Updated on February 3, 2019

Notes on NamedTensor

NamedTensor is a PyTorch library that tries to fix some broken parts of Tensor. As part of CS 287R this year, our class gets to be beta-testing guinea pigs for it.\

While I haven’t really worked extensively in PyTorch before, in this post (perhaps the first of many) I’ll try to document notes on Tensors and NamedTensor alternatives. Sources will mainly be the NamedTensor blog post written by Sasha Rush’s group, and the official PyTorch documentation.

Also as a quick note, while I’m posting this live, it’s by no means complete, and the ending quickly degenerates to my usual self-intended note style. That being said, it’s nice to have things up. Hopefully will add to this soon.

Tensor Intro

For some quick background, NamedTensor tries to make working with tensors better. What exactly are tensors? They’re sort of like multi-dimensional arrays, often used in deep learning frameworks like Torch or TensorFlow.

For example, we can do

1import torch
2import numpy as np
3
4ims = torch.tensor(np.load('test*img.npy'))
5ims.shape

which should output something along the lines of torch.Size([b, h, w, c]) noting 4 dimensions corresponding to _batch size*, height, width, channels.

`torch.transpose(input, dim0, dim1) $\rightarrow$ Tensor`

Broadcasting

Binary operations can be performed on arrays of the same size on an element-by-element basis.

Broadcasting allows these operations to be performed on arrays of different sizes. For example, if we had

import numpy as np
a = np.array([4, 5, 6])
a + 5

This would return array([9, 10, 11]). Mentally, we can think of broadcasting as converting 5 to the array [5, 5, 5], but this doesn’t actually happen in NumPy.

`View`

View is a method belonging to the torch.Tensor object that returns a new tensor in a different shape, dictated by its parameters.

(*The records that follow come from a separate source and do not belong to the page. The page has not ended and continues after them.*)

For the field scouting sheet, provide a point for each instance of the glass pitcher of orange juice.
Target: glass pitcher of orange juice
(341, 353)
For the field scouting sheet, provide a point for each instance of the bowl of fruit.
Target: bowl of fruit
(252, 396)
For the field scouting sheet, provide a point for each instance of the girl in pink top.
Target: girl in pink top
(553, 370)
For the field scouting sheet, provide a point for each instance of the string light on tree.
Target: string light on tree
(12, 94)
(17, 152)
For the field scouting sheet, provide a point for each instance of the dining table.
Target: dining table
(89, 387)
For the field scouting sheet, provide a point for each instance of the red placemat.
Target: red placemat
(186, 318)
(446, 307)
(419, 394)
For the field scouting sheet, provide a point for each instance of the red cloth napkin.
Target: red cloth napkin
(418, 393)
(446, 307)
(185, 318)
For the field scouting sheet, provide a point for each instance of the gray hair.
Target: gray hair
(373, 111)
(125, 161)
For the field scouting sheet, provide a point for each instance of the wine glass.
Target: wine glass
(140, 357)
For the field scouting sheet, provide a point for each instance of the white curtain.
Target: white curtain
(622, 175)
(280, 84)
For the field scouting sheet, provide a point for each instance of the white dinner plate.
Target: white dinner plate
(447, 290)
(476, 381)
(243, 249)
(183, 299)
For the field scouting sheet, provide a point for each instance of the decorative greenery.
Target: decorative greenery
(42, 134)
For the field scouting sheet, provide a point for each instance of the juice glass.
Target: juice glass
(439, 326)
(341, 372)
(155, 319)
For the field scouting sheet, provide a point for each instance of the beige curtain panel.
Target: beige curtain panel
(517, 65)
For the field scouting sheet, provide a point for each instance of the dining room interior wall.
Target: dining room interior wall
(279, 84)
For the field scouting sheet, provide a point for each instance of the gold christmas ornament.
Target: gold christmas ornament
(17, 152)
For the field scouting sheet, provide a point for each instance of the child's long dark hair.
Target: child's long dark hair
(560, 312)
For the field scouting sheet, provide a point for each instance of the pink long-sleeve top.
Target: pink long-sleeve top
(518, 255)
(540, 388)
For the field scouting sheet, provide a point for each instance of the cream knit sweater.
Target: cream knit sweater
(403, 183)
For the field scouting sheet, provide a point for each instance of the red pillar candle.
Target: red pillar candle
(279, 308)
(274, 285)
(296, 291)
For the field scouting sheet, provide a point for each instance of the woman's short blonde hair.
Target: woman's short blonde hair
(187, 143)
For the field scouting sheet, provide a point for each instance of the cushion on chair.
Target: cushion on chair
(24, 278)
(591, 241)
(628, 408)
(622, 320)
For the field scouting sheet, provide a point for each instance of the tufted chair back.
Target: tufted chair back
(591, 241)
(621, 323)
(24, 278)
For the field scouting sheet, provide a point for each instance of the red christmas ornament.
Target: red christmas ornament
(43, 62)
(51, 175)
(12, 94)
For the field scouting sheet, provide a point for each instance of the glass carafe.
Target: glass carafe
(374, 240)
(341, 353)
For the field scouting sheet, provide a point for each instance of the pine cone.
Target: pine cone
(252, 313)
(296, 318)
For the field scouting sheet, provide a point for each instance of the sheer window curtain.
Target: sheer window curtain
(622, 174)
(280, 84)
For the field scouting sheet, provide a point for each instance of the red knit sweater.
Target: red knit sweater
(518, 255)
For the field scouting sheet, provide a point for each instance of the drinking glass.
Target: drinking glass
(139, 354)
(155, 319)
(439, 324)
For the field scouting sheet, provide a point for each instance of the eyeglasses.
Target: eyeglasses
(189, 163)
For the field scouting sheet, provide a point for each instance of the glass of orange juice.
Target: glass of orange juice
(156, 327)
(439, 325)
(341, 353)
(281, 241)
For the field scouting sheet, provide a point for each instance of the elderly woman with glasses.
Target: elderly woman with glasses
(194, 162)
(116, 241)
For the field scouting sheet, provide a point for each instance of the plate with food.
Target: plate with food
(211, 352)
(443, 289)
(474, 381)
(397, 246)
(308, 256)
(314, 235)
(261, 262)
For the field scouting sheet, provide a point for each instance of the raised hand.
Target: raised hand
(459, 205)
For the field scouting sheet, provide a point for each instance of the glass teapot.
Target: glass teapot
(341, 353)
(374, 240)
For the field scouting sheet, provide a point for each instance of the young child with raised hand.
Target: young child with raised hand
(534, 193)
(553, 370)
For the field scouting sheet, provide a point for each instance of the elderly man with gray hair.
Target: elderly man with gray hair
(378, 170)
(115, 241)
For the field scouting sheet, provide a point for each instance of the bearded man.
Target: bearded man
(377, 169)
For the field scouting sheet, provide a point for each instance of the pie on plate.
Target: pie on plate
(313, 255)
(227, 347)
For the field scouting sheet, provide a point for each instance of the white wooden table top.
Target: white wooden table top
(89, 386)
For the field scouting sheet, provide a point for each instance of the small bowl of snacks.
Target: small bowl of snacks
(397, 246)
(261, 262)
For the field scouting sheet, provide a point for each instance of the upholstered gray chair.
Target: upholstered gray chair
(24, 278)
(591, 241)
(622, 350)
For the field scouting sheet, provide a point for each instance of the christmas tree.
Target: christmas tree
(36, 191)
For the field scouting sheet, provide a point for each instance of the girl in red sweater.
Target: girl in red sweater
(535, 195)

The product of dimensions needs to be consistent for both shapes.

Using -1 in place of a number can be used to automatically determine what this dimension value should be. This comes in handy in situations where we might not know how many rows we want (or are too lazy to calculate this beforehand), but do know the number of columns.

`Squeeze`

Called with torch.squeeze(_input_, _dim_=None, _out=None_) $\rightarrow$ Tensor

Returns a new tensor with all dimensions of size 1 removed. For example, if the input is of shape $(A \times 1 \times B)$, calling squeeze will return a tensor with shape $(A \times B)$.

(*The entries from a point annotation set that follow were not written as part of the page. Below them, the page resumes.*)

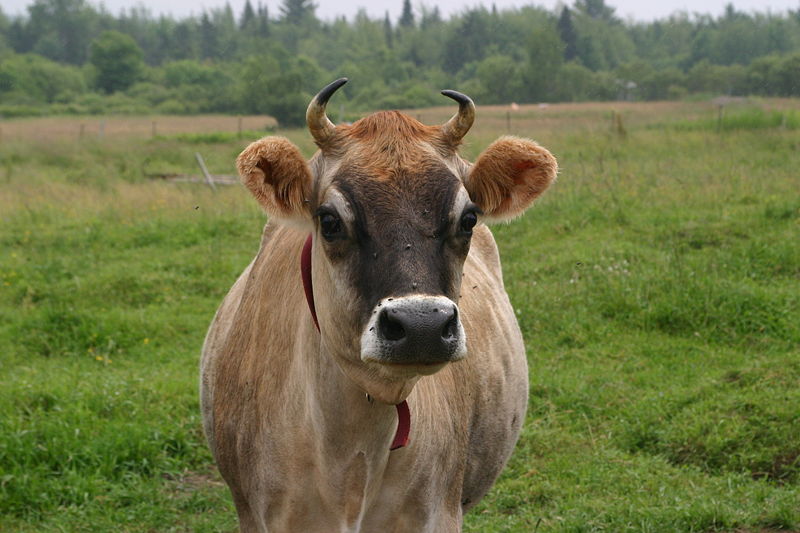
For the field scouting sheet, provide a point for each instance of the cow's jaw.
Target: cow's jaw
(413, 335)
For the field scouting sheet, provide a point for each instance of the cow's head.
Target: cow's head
(392, 207)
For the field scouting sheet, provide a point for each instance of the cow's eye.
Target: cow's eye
(331, 225)
(468, 221)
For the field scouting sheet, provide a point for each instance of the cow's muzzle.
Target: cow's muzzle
(415, 331)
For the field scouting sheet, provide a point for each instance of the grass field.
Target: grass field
(657, 285)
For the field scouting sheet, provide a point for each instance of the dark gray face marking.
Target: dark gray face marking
(404, 238)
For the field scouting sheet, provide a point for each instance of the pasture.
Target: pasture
(657, 285)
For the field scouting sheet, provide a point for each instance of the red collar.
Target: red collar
(403, 413)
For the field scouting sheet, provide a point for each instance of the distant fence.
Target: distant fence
(71, 128)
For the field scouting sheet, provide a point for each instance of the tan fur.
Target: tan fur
(509, 175)
(284, 407)
(277, 175)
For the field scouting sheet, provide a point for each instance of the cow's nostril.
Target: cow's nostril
(450, 329)
(390, 328)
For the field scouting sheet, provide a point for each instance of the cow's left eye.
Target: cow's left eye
(468, 221)
(331, 225)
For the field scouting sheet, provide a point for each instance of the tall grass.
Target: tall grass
(656, 286)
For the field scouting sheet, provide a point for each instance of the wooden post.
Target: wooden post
(209, 179)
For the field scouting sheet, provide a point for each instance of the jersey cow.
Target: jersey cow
(366, 372)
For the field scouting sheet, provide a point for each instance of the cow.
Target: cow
(366, 372)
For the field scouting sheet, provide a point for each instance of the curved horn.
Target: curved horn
(454, 129)
(319, 124)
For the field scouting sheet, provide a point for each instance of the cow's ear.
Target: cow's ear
(508, 176)
(275, 172)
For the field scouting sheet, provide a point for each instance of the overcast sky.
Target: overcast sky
(327, 9)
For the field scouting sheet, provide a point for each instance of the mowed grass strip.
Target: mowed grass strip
(657, 286)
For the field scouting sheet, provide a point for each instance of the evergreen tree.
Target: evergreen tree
(117, 60)
(388, 32)
(596, 9)
(407, 17)
(566, 30)
(248, 16)
(208, 37)
(296, 11)
(263, 21)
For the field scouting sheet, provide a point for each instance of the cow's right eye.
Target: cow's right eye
(331, 226)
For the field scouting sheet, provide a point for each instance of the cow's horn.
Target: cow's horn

If dim is present, then we only squeeze on that given dimension. For example, if the input is of shape $(A \times 1 \times B)$ and we call squeeze(input, 0), this won’t do anything. But calling squeeze(input) or squeeze(input, 1) will return the “squeezed” tensor of shape $(A \times B)$.

Squeeze can be undone with unsqueeze, which takes in an input but also requires a dim. The method returns a new tensor with dime 1 inserted at the specific position, but still shares the input data. Example: with x = torch.tensor([1, 2, 3]), torch.unsqueeze(x, 0) will output a tensor with dim $(1 \times 3)$, and torch.unsqueeze(x, -1) will output a tensor with dim $(3 \times 1)$.

NamedField

Documentation notes for implementing NamedField.

NamedField inherits from torchtext.data.Field
- Most (all except names?) of its parameters come from this
  The additional param name is used to specify a names property, which might be useful? Defaults to "seqlen",

`torchtext.data.Field`

According to the docs, this defines a datatype and instructions for converting to Tensor

Vocab obj defines set of possible values for elements

Parameters:

sequential: whether datatype should be sequential. Default is True.
use_vocab: whether to use vocab object. If False, data should already be numerical. Default is True.
unk_token: string token to represent words not in the vocab: Default is '<unk>', but in the 287 pset is set to None.

`torchtext.datasets.SST.splits`

This should create dataset objects for splits of the SST dataset

We specify which fields are used for the sentence and labels
- So this determines how we process the dataset
Params are opinionated for SST, because we only have the sentence and the sentiment / label, so we just need to specify the fields for these

`torchtext.data.Field.build_vocab`

Constructs the Vocab object for this field from one or more datasets

Calling TEXT.build_vocab(train) goes through all elements in the training set, checks contents for the TEXT field (sentences), and registers words to the vocab

vocab is an object used to numericalize a field.

Holds mapping from word to id in stoi attribute, and mapping from id to word in itos attribute.
- Can also automatically build an embedding matrix with pretrained embeddings (word2vec)
- Other params:
  _ max_size: sets the max size of the vocab. Default: None.
  _ min_freq: sets lower bound for number of times word needs to appear to be considered in the vocab. Default: 1.
  _Question: what is vocab?_
  This is the set of words we’re allowed to work with

When feeding sentences into the model, we feed a batch of them at a time

More than one, but all sentences need to be the same size, so any shorter than the longest are padded with <pad>

Labels denote a 0 for positive and 1 for negative, which is weird.